Gathering a group of conference participants around him in front of the resort, he mentions the guidelines for the field trip, which include "Stay grounded" and "Don't get arrested."

The point, he says, is to make people laugh, and also for participants to get over their fear of looking silly. Some people will respond. Others won't. Don't push it.

People respond right away. Donuts is wearing that outrageous costume, one woman with him wears half-a-dozen feather boas and a tall top hat, Birdie Gertie is there in her goofy-golf glory. A woman walks up to them and says very seriously, "Are you clowns?"

Others get the spirit. A dapper man in a dark suit, wraparound shades and a white brush cut walks by, wearing a red foam nose. "Yes, this is your nose, and you're not getting it back," he says crisply.

Another man in a park is carrying a computer keyboard under his arm. "What's with the keyboard?" Donuts asks.

"I couldn't afford a laptop," the guy shoots right back.

The roaming clowns find a perfect target in a pizza place. Behind a big window, a woman is eating lunch.

Donuts pulls a big sad face. "She's in prison. Let's visit her." They pull up chairs and begin to mime a phone conversation. "How's the food in prison?"

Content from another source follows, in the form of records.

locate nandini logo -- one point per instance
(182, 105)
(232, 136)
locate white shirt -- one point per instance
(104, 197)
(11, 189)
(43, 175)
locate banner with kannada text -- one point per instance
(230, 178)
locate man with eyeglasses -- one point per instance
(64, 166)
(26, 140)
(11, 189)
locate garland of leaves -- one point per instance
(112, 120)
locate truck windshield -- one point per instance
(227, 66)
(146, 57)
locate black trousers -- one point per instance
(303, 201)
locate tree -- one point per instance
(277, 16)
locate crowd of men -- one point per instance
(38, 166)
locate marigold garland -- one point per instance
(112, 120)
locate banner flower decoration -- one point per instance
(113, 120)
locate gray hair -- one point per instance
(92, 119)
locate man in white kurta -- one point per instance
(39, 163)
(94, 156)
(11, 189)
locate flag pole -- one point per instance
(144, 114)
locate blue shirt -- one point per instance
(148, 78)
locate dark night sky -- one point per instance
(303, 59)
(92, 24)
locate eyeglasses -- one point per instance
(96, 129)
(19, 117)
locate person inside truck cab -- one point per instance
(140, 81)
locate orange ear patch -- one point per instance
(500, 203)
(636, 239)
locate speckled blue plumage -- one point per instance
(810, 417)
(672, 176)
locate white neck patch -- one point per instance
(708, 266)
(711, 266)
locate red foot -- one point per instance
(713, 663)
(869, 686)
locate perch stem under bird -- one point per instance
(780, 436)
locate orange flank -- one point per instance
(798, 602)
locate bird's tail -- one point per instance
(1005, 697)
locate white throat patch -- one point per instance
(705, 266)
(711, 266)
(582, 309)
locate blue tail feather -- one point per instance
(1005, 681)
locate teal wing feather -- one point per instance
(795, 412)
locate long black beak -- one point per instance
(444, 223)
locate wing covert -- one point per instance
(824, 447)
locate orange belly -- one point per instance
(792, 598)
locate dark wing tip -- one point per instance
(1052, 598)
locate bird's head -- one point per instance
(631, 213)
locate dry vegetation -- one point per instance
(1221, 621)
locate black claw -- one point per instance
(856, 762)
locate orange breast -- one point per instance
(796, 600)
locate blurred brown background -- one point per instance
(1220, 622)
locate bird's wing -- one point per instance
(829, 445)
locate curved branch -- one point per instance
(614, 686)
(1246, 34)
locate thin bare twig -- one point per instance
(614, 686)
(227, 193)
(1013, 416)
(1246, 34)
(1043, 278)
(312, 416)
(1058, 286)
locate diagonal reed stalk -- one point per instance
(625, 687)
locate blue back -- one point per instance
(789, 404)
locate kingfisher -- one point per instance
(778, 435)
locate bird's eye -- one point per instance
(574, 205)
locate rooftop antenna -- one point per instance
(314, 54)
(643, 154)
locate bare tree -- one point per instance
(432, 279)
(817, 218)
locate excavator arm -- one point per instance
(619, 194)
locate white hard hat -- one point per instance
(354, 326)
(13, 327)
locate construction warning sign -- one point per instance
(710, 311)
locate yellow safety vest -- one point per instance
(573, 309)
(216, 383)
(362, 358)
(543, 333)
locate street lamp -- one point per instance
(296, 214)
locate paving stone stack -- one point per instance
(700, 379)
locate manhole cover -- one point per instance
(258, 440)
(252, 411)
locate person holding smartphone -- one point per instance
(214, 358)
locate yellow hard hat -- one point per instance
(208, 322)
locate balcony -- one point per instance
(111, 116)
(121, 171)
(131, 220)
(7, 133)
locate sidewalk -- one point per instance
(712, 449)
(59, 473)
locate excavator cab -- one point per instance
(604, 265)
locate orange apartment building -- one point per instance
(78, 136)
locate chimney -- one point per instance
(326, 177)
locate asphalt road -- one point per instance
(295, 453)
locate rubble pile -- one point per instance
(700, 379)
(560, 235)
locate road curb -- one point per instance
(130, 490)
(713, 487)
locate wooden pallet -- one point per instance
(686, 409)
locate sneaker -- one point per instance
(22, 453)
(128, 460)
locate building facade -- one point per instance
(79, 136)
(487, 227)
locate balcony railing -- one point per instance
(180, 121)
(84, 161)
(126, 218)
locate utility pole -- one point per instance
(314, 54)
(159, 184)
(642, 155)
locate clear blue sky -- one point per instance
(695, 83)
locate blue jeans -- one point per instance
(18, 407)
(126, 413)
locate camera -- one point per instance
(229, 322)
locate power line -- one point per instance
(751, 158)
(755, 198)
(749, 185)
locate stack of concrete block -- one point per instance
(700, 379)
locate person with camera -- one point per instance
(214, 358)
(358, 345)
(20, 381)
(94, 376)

Behind the glass, Michele Brent of Tampa jumps right into the game, picking up her imaginary phone. She makes a face at her lunch, shakes her head. Has she met Martha Stewart? She laughs.

One of the clowns says, "Ask her where she hid the money."

Brent shakes her head emphatically, mimes zipping her lip.

As the clowns move on, conference participant Joye Swisher of Largo runs into the restaurant to talk to Brent. "I recruited her!" Swisher says, coming out with a card.

Swisher is volunteer coordinator for Hospice of the Florida Suncoast, and she has worked with its Smile Team for five years. "Hospice therapy is different from the other kinds of therapy," she says. "They're not getting better.

"But if you can get them to laugh, and if you can get their families to laugh, it really breaks through the barriers."

She's in scrubs instead of clown gear, but she carries a floppy plastic hammer shaped like the ones doctors use to check reflexes.

"I'm looking for your funny bone," she says as she hammers it over someone's shoulder or knee. It makes a sound that's kind of a cross between a dog's squeaky toy and Curly from the Three Stooges. It works every time.

Back in the pizza place, Brent has several textbooks spread out on the table. She's a yoga instructor and is studying to become a massage therapist.

Why was she so comfortable jumping into play with the clowns? Why not look the other way and finish her lunch in peace?

She grins. "Life is too short not to laugh."